Al convertirse en un híbrido entre un Vampiro, un Espíritu y un Espíritu de Plasma, pasó al lado experimental de la adquisición de poder.
El Espíritu destacó en su estudio de las biomutaciones. Con el tiempo, alcanzó un nivel lo suficientemente alto como para convertirse en la principal figura de un clan que él mismo creó.
Por supuesto, con el auge de su clan, el clan que asesinó a su familia decidió volver para el segundo asalto.
¡Sin embargo, esta vez, el Espíritu no estaba indefenso!
¡Se defendió e incluso pasó a la ofensiva después de los primeros billones de años!
Al final, el Espíritu triunfó sobre el clan rival y salió como el vencedor final de su largo enfrentamiento.
A partir de ese momento, el Espíritu intentó comprender cuál era su nuevo propósito…
Durante la mayor parte de su vida, había estado librando una batalla cuesta arriba contra aquellos que una vez parecieron montañas insuperables. Pero ahora que finalmente había superado esas montañas figurativas, ¿qué le quedaba…?

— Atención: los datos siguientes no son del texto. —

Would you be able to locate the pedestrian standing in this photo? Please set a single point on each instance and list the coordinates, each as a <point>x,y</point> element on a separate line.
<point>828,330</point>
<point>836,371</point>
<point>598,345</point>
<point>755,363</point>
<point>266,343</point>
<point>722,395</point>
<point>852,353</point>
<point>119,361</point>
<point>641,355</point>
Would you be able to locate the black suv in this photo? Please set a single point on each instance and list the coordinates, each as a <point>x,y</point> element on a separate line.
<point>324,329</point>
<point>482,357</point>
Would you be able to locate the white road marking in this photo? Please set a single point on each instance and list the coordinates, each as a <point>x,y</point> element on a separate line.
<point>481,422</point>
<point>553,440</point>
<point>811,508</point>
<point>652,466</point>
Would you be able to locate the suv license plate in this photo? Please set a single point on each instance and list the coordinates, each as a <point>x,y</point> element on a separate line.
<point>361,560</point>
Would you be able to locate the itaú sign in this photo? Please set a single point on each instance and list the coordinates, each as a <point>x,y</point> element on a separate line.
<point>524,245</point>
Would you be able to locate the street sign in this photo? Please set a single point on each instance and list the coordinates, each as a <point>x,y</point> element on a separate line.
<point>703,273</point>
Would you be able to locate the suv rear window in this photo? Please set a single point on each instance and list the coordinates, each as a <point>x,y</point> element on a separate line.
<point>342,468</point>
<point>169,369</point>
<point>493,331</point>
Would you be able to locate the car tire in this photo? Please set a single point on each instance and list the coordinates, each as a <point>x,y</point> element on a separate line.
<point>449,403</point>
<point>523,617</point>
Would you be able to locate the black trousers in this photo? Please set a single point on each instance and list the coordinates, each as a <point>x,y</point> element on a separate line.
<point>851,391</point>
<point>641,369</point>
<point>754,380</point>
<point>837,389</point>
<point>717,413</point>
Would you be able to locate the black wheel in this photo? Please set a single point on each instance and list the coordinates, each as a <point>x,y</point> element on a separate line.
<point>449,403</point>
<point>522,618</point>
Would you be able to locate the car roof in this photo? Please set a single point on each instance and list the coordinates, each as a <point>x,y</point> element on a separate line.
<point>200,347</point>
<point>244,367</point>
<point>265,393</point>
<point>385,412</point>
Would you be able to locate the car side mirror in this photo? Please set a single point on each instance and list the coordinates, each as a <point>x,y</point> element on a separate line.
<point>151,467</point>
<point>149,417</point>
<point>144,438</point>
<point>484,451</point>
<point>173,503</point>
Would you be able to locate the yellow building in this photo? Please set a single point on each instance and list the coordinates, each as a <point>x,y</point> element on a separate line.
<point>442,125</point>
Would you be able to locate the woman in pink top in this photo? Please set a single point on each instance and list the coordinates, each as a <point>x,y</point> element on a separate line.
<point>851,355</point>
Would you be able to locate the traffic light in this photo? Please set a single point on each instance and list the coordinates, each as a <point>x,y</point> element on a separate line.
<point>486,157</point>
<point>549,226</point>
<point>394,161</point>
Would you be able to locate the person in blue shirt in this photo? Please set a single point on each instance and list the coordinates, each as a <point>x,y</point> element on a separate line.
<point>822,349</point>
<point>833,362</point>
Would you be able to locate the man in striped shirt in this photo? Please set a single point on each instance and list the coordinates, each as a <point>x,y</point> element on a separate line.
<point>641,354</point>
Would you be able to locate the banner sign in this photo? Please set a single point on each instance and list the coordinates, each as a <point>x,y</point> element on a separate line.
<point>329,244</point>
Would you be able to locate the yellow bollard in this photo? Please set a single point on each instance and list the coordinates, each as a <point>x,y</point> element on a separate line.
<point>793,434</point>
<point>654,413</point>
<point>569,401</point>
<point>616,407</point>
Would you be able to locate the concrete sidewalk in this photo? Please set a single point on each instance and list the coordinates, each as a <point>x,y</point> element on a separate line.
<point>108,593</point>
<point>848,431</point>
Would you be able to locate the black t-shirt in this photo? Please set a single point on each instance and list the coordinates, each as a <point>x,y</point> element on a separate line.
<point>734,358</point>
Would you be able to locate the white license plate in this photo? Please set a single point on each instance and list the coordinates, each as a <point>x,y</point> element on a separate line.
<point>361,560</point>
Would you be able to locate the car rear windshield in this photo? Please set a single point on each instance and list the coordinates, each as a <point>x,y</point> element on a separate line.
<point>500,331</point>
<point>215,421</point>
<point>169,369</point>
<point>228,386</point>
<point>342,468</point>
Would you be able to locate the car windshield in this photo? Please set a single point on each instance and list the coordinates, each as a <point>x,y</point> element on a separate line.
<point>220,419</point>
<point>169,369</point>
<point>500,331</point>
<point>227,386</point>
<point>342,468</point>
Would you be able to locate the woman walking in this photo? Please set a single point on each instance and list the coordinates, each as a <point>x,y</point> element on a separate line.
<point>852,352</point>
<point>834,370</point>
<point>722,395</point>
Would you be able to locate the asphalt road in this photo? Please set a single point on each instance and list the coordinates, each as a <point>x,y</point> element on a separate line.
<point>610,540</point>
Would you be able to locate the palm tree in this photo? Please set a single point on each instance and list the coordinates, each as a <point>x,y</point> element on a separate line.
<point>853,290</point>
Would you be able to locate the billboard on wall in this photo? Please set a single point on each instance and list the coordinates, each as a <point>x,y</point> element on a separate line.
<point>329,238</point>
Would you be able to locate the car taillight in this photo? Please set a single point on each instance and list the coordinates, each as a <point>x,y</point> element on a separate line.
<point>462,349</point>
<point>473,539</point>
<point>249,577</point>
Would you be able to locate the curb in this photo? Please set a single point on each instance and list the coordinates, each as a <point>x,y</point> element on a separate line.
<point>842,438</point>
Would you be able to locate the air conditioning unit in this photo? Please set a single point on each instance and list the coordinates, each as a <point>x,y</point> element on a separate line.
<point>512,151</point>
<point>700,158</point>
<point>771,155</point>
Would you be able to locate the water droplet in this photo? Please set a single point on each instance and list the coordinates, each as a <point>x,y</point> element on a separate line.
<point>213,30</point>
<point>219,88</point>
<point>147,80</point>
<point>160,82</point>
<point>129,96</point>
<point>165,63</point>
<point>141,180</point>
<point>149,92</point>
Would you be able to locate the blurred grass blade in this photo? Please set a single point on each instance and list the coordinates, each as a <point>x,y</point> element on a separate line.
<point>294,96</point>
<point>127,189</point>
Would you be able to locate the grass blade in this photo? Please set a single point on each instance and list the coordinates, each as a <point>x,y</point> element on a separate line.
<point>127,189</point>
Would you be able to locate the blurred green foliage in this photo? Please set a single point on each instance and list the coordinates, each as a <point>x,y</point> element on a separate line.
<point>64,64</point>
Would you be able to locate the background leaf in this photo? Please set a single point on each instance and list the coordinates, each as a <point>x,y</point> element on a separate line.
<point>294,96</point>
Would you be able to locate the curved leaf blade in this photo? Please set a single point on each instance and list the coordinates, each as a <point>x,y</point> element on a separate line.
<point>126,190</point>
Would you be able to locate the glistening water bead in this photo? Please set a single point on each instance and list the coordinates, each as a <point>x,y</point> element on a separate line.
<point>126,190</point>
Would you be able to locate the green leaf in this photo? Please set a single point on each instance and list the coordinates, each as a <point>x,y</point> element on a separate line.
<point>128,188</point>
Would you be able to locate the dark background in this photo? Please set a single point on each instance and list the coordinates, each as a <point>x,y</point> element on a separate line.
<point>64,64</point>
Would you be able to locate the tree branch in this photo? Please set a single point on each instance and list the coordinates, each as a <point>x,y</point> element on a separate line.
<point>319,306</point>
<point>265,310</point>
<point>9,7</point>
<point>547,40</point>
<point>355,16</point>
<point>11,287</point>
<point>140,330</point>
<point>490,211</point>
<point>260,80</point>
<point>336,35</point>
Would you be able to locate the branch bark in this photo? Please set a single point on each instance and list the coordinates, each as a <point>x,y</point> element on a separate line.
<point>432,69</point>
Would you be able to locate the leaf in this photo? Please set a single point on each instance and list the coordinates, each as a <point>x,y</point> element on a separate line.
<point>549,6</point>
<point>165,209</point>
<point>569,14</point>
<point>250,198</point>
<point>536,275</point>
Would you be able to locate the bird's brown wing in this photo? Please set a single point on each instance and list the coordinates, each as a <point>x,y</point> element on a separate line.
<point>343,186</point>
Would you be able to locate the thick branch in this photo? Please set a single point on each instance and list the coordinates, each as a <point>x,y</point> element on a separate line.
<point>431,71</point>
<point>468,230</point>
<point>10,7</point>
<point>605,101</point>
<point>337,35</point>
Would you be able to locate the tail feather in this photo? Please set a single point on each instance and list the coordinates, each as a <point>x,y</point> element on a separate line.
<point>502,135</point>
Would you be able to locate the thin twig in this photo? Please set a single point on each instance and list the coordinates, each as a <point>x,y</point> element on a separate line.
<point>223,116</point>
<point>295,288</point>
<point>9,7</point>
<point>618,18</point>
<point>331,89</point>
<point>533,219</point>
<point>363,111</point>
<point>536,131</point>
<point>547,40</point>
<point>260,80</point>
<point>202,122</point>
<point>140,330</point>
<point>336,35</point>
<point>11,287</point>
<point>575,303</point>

Fue entonces cuando recordó algo…
El Espíritu recordó la vez que un hombre de pelo carmesí le dio un tesoro que impulsó toda su vida. Y tras registrar el interior de una biblioteca extremadamente antigua, descubrió la verdadera identidad de aquel hombre.
El Espíritu le planteó este asunto a su maestro. Sin embargo, en el momento en que pronunció aquel nombre, su maestro se desvaneció, para nunca más ser visto.
Aunque este suceso confundió al Espíritu, ya era muy consciente de lo excéntrico que era su maestro. Así que, al final, le dejó hacer lo que quisiera.
Pero independientemente de la opinión de su maestro, el Espíritu ya sabía dónde se encontraba el siguiente paso de su camino.
¡El Zelote de Plasma!
¡En eso se convirtió!
¡Alguien respetado por todos! ¡Alguien que tendría la autoridad necesaria para invocar al Dios Carmesí de vuelta a su mundo!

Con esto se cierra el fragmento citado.